La Chambre a entériné hier la dissolution du Centre virtuel de la connaissance sur l'Europe préalable à son intégration dans le futur Institut d'histoire du temps présent. Sans les voix du CSV qui conteste le laisser-aller du gouvernement dans ce dossier.

Si les débats en commission avaient été assez limités, la controverse quant à l'émergence d'un futur institut unique pour la recherche sur l'histoire contemporaine s'est manifestée en séance plénière à la Chambre mercredi.

Le CSV, par la voix de Serge Wilmes, a placé le gouvernement devant ses responsabilités. «Le gouvernement a inscrit l'idée de créer un institut d'histoire du temps présent dans son programme, c'est clairement un choix politique. Mais il se rend la tâche trop facile en demandant à l'Université de créer cet institut sans en avoir défini au moins les grandes lignes. Il n'a aucun concept.»

Serge Wilmes met en cause l'absence d'analyse préalable de la recherche sur l'histoire contemporaine. «Est-ce que les centres de recherche ne remplissaient plus leur mission ? A-t-on évalué leur travail ?», interroge le député. «On peut faire le choix de la fusion mais après avoir évalué la situation en toute connaissance de cause.» Il va donc lancer une interpellation au gouvernement afin d'obtenir un débat public lors de la prochaine session parlementaire.

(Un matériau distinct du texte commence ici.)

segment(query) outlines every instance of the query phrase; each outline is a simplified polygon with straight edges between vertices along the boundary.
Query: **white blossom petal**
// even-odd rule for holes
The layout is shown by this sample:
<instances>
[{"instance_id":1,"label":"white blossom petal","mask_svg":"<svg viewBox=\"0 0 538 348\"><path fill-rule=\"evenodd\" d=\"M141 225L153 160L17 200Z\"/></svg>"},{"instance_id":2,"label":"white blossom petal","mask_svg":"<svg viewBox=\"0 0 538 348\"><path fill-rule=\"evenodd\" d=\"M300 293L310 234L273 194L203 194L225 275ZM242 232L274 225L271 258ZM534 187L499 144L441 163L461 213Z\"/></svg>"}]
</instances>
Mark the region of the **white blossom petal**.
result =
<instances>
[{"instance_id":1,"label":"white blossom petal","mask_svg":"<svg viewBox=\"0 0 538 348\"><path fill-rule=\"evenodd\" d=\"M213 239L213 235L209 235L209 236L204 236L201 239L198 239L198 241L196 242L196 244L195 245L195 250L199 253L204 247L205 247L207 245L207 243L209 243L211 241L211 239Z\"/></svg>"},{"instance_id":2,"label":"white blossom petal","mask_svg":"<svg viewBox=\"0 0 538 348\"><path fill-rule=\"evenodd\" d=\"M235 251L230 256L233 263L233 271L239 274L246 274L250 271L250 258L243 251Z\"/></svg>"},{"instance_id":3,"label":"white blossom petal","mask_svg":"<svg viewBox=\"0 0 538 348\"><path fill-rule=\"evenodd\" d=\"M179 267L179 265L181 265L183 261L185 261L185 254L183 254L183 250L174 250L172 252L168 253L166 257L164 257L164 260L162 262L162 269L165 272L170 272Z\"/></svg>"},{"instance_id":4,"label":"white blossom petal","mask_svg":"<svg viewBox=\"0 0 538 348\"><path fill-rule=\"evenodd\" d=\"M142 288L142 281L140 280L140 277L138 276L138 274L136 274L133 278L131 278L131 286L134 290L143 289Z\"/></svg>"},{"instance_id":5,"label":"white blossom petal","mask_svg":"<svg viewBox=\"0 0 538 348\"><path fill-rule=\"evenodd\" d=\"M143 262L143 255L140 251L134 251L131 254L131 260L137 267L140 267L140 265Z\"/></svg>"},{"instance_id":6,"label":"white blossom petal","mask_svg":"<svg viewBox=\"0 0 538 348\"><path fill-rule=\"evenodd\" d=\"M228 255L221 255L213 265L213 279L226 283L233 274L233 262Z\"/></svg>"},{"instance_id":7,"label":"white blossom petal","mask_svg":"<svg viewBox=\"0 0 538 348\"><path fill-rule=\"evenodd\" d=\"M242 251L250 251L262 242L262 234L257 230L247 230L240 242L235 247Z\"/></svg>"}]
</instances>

Le projet de loi abrogeant la loi de 2002 qui avait institué le CVCE a finalement été adopté avec les 34 voix de la coalition DP-LSAP-déi Gréng et de déi Lénk, le CSV s'étant abstenu et l'ADR ayant voté contre.

L'institut en quête d'un directeur

Le CVCE fait partie des quatre centres de recherche voués à rejoindre le nouveau centre interdisciplinaire de l'Université qui verra officiellement le jour le 1er juillet prochain. L'IHTP réunira ainsi, en plus du CVCE, les centres de documentation et de recherche sur l'Enrôlement forcé et sur la Résistance et le Centre d'études et de recherches européennes Robert Schuman.

Le nouvel institut concentrera donc les efforts de recherche sur l'histoire contemporaine et l'histoire de la construction européenne avec une composante de taille dédiée à l'histoire digitale, forte des centaines de milliers de documents répertoriés par l'infrastructure numérique du CVCE.

Les effectifs du CVCE et des autres centres de recherche sont assurés de conserver leur poste. La loi votée mercredi prévoit également que la totalité des projets de recherche du CVCE passeront sous tutelle de l'Université au 30 juin. Au-delà de ces garanties, les contours du futur IHTP demeurent flous. L'Université doit publier dans les prochains jours l'appel à candidatures international destiné à pourvoir le poste de directeur de l'IHTP.